No excerto textual em interpretação, a nível da sua semântica lexical, deve ainda ser colocada em evidência, a forma como o Fogo, essencial, se associa a corpos, no plural, em vez de a espírito, o que pode introduzir a ideia de um grupo humano em presença, ou de grupos humanos congregados à volta de uma matriz cultural identitária e com os quais o sujeito poético, tal como diz, busca «comungar conforto» (Est. III, v.3, p. 59). Por outro lado, a imagem do fogo, enquanto força original que impele o eu poético, propõe um vector direccional de movimento, que clarifica o seu sentido através da relação sintagmática que estabelece com «herança», sublevando-se a ideia de um eu que busca, em viagem, as fontes humanas do sentir africano, cuja percepção, «soberana», no interior de si repousa intacta:

Em nós em vós intacta a soberana percepção da herança/não a de alfaias ou de espaço dado porém a graça/antiga de entender as fontes do sentir e a voz excessiva/de quem governa a sede e predispõe à glória.

(Est.
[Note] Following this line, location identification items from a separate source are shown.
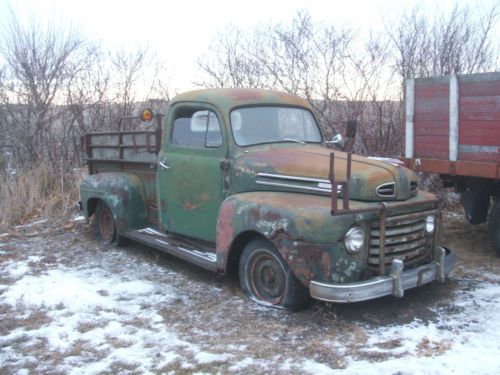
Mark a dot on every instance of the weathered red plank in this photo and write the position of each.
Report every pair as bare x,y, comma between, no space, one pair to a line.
484,88
479,156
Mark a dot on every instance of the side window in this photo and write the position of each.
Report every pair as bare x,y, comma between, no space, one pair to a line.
196,128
XI, p. 61)

Tal como «Intacta está guardada a força original/ do sangue antigo que garante a cor» (Est. VI, p. 60). Garantida está também a «[…]dignidade que cabe aos corpos/ quando assumem livres a cor que os faz florir da cor da terra» (Est. VII, p. 60), uma verdade interior aos sentidos do eu poético, dita pelo discurso da evidência, na mesma

certeza com que é “cantada” e mostrada, nas estrofes IV e V, a hora do crepúsculo que, em cada dia, cai nos estuários dos grandes rios africanos.

A «cor» de que fala o texto é a cor dos corpos que guardam a força original do sangue antigo, mas é também a cor dos que, seguindo a enunciação poética, assumiram livremente a cor da terra, na sua inteira identificação com ela, a cor dos campos de Setembro, com que se confunde a cor em que se transmuta o sujeito poético: «Confundirei […] a minha cor aos campos de Setembro» (Est. III, vv. 5, 6). É também a cor ardente da vontade que «[…]mantém o tom da combustão com o sol» (Est. XXI, v.1, p. 70); a cor apresentada como noção liberta de fronteiras - «acesa a cor para além destas fronteiras.» (Est. I, v. 9, p. 62) - , a cor dada, ao invés, pela geografia vivida e escolhida, daqueles que no chão africano partilharam abundância e carências - «e a geografia que nos deu a cor:» (Est. XXII, v. 2, p. 71). É ainda a cor dignificada pela luta - «para conquistar o mar e devolver/à cor o seu sentido e a dignidade.» (Est. II, vv.10, 11, p. 62) - , num projecto nacional sem muros, que se propõe resgatar a dignidade humana dos corpos e da sua cor - «[…]e construir uma nação sem muros/onde se expanda o eco da alegria/cavada em vossos peitos/pelo resgatar dos corpos e da cor» (Est. XXVI, vv. 5-8).